Prima l’assoluzione in Appello dopo la condanna all’ergastolo per l’omicidio di Ciro Nuvoletta avvenuto oltre 30 anni fa, il 10 giugno del 1984. Poi le polemiche sulla fiction e il tentativo di suicidio, più che altro mediatico, durante un’udienza, oltre alla richiesta, nei giorni successivi, di ottenere un avvocato d’ufficio perché “sono rimasto al verde”.
Infine, l’affondo. Il colpo basso al suo ex alleato. Michele Zagaria, 60 anni il prossimo 21 maggio, attacca senza fronzoli il suo ex socio criminale Antonio Iovine. Entrambi arrestati tra il 2010 e il 2011, i due superboss dei Casalesi sono in carcere da anni ma in situazioni assai diverse.
Capastorta è in regime di carcere duro a Opera (Milano). ‘O ninno invece nel 2014 ha deciso di intraprendere la strada della collaborazione con la giustizia e ha iniziato a rivelare ai magistrati della Direzione Distrettuale Antimafia di Napoli affari, omicidi, connivenze e tanto altro sul potere accumulato negli anni dai Casalesi.

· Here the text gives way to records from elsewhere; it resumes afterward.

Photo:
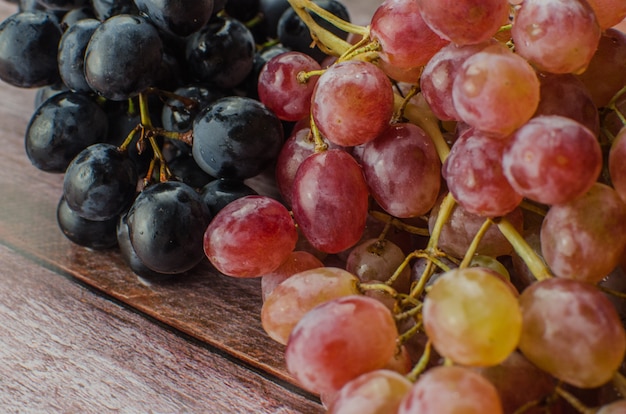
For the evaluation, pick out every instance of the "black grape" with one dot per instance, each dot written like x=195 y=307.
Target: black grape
x=294 y=34
x=71 y=55
x=221 y=53
x=123 y=57
x=105 y=9
x=28 y=49
x=100 y=182
x=93 y=234
x=166 y=224
x=218 y=193
x=236 y=137
x=180 y=18
x=61 y=127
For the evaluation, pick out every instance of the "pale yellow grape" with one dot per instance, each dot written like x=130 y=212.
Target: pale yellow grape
x=472 y=317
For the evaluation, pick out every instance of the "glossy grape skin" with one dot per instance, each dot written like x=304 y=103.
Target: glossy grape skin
x=474 y=174
x=552 y=159
x=298 y=261
x=71 y=54
x=572 y=331
x=608 y=12
x=439 y=391
x=472 y=317
x=566 y=95
x=438 y=77
x=221 y=53
x=617 y=168
x=295 y=35
x=122 y=57
x=104 y=9
x=290 y=300
x=130 y=256
x=98 y=235
x=557 y=36
x=28 y=49
x=250 y=237
x=377 y=260
x=603 y=77
x=176 y=116
x=356 y=396
x=465 y=22
x=330 y=200
x=100 y=183
x=236 y=137
x=166 y=224
x=61 y=127
x=405 y=39
x=402 y=170
x=347 y=93
x=585 y=238
x=339 y=340
x=180 y=18
x=279 y=88
x=219 y=193
x=514 y=374
x=496 y=91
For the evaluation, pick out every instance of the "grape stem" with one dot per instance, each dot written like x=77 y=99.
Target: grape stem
x=535 y=264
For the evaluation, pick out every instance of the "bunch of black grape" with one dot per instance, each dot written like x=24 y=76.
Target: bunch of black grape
x=150 y=110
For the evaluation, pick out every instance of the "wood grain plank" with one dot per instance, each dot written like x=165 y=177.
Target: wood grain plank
x=64 y=349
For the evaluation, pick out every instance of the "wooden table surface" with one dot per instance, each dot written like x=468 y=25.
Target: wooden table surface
x=79 y=333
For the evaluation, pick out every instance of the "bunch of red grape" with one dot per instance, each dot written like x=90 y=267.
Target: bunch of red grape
x=446 y=226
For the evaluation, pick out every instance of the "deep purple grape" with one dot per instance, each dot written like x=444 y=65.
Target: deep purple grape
x=28 y=49
x=105 y=9
x=62 y=127
x=123 y=57
x=88 y=233
x=176 y=17
x=71 y=55
x=295 y=35
x=100 y=183
x=166 y=224
x=236 y=137
x=221 y=53
x=219 y=193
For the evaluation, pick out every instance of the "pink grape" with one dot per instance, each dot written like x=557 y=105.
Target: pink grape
x=557 y=36
x=347 y=93
x=402 y=170
x=339 y=340
x=295 y=296
x=617 y=168
x=475 y=177
x=603 y=77
x=517 y=373
x=298 y=261
x=438 y=77
x=377 y=260
x=467 y=21
x=281 y=91
x=376 y=392
x=552 y=159
x=330 y=200
x=572 y=331
x=608 y=12
x=585 y=238
x=406 y=41
x=451 y=389
x=496 y=90
x=472 y=317
x=566 y=95
x=250 y=237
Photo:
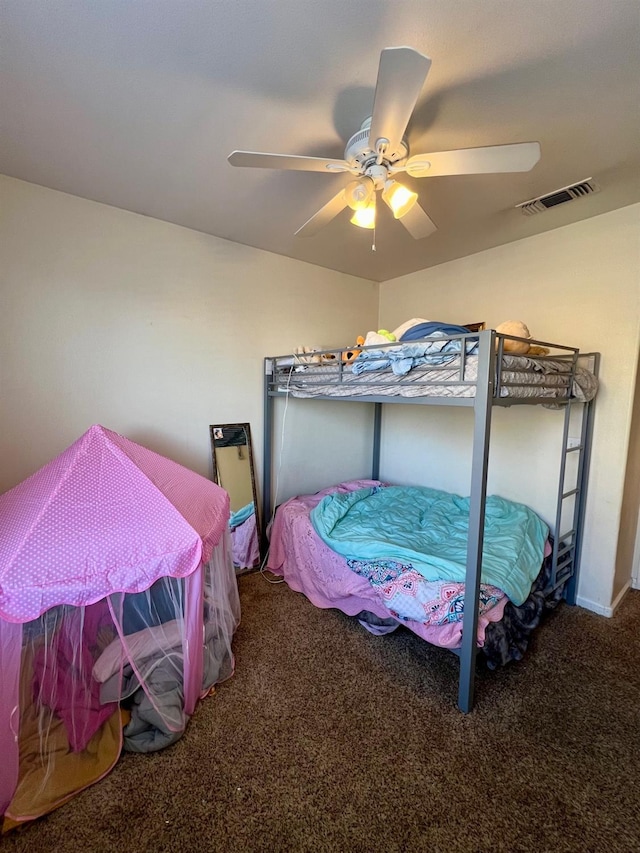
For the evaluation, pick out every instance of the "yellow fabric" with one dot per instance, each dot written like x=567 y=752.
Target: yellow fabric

Una collaborazione, tuttavia, che non è decollata del tutto perché alcune rivelazioni di Iovine non sono state giudicate attendibili dai giudici che lo scorso ottobre 2017 hanno assolto in Appello proprio Zagaria dalla richiesta di ergastolo per l’assalto a Poggio Vallesana del 1984 e l’omicidio di Ciro Nuvoletta, fratello di Angelo e Lorenzo, i due super boss legati a Cosa nostra.
Dopo mesi di polemiche, arriva un nuovo attacco di Zagaria al suo ex socio criminale. “É un falso pentito…dice solo quello che gli fa comodo”. A renderlo noto è il quotidiano Il Mattino.
“Capastorta parla con la polizia penitenziaria del carcere la quale, grazie a un ispettore, raccoglie quattro pagine di “dichiarazioni spontanee” dove l’ex boss mette in chiaro le differenze tra chi, come lui, non ha intrapreso la collaborazione con la giustizia e chi invece, come Iovine, lo ha fatto “ma non maniera coerente” perché “non si è mai accusato di 5 omicidi e non ha restituito i frutti dell’attività malavitosa. “…Non ammette di avere intascato una tangente da un miliardo e 300 milioni di lire, – dice l’ex boss – che poi reinvestì in un polo calzaturiero…”.